We’re open to entertaining the most fantastical sounding markets if the founders employ a vanilla commercial strategy. We’re not looking for conservative approaches, just paths to market that don’t require massive leaps of faith.

We’ve luckily backed everything from aquaculture to zoological testing and while we cover a lot of unique markets there is a common thread: commercially-minded founders obsessed with monetizable customer use cases.

I’m reminded of the Flaubert quote, “Be regular and orderly in your life, so that you may be violent and original in your work.” Founders should say, “Be orderly and metrics focused in your operations, so that you may choose an utterly bizarre market to serve.”

Beyond commercial hustle, we tend to prefer markets with glaring supplier/retailer imbalances. It’s not an accident that two mattress startups exited for billions — the industry was messed up and ripe for disruption.

My partner Micah Rosenbloom has written about this before. Founders attacking an atypical market should be able to articulate some sort of systemic incongruity. Otherwise, they’re pitching a brand which may lead to a great outcome but is less defensible.

Some niche markets become powerhouses over time, but generally, it’s better to be a mosquito on a big artery. It’s just easier to buy into the idea that a startup can get big if there is a plausible connection to a large, pre-existing market.

E.g. @Olo was facilitating mobile food ordering before smartphones. It was a truly bizarre use case with a minuscule customer base, but the logic was there. Since then, Noah Glass has built Olo into the operating system for national chains like Subway

We’ve had decent success backing entrepreneurs that worked in a family business and decided to modernize it using tech. It’s one thing to study the aquaculture market, it’s another to come from five generations of mariners like Marty Odlin at Running Tide.
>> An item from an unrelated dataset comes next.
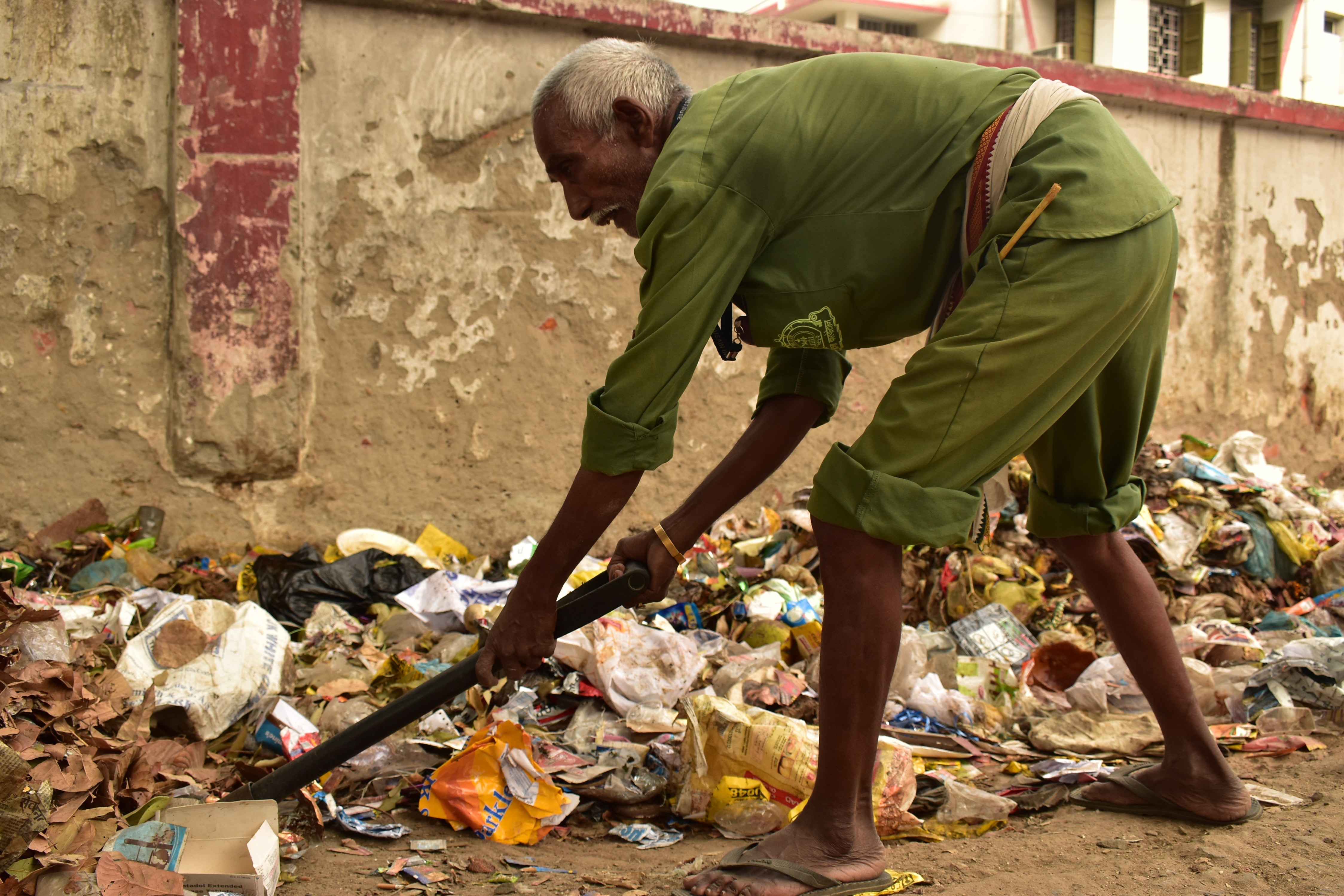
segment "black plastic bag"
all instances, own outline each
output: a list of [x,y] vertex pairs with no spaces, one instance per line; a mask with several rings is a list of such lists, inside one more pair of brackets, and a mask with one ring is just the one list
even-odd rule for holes
[[392,603],[406,588],[423,582],[426,570],[409,556],[370,548],[335,563],[324,563],[310,544],[289,556],[266,555],[253,563],[257,598],[270,615],[301,626],[323,600],[351,615],[364,615],[371,603]]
Take PillPack’s TJ Parker — He grew up working alongside his pharmacist father, learning everything from compounding to customer service. There are so many learning curves to be scaled at a startup — it helps if domain knowledge isn’t one of them.
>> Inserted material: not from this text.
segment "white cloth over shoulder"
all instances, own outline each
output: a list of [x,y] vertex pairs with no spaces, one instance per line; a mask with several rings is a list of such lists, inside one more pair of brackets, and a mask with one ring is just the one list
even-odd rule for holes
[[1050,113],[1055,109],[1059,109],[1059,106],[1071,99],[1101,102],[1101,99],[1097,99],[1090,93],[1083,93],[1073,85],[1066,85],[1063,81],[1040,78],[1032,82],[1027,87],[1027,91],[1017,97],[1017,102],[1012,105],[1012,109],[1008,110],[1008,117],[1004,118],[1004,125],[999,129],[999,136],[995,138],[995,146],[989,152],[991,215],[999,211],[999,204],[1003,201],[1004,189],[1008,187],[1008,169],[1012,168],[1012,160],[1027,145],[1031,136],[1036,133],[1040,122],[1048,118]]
Above all, believe sales. I wouldn’t have been very interested in a SaaS business catering to the flooring industry until I saw the incredible progress made by @toddsaunders and @danielppratt at

Even with their demonstrable progress, it would have been easy to flinch at flooring and wonder how big it could get. Fortunately, we asked “what could go right?” (HT @epaley) and they’re fast on their way to becoming the HubSpot for Hardwood floors.

We don’t enjoy investing in unusual startups because it quenches some kind of rebellious thirst for thrills. We unequivocally believe that odd spaces and open minds can lead to outsized outcomes.




Our mission is to be the most aligned VC for founders at seed. #ProudInvestor in @Uber @TheTradeDeskinc @Buzzfeed @Cruise @Diaandco @PillPack @SeatGeek & more.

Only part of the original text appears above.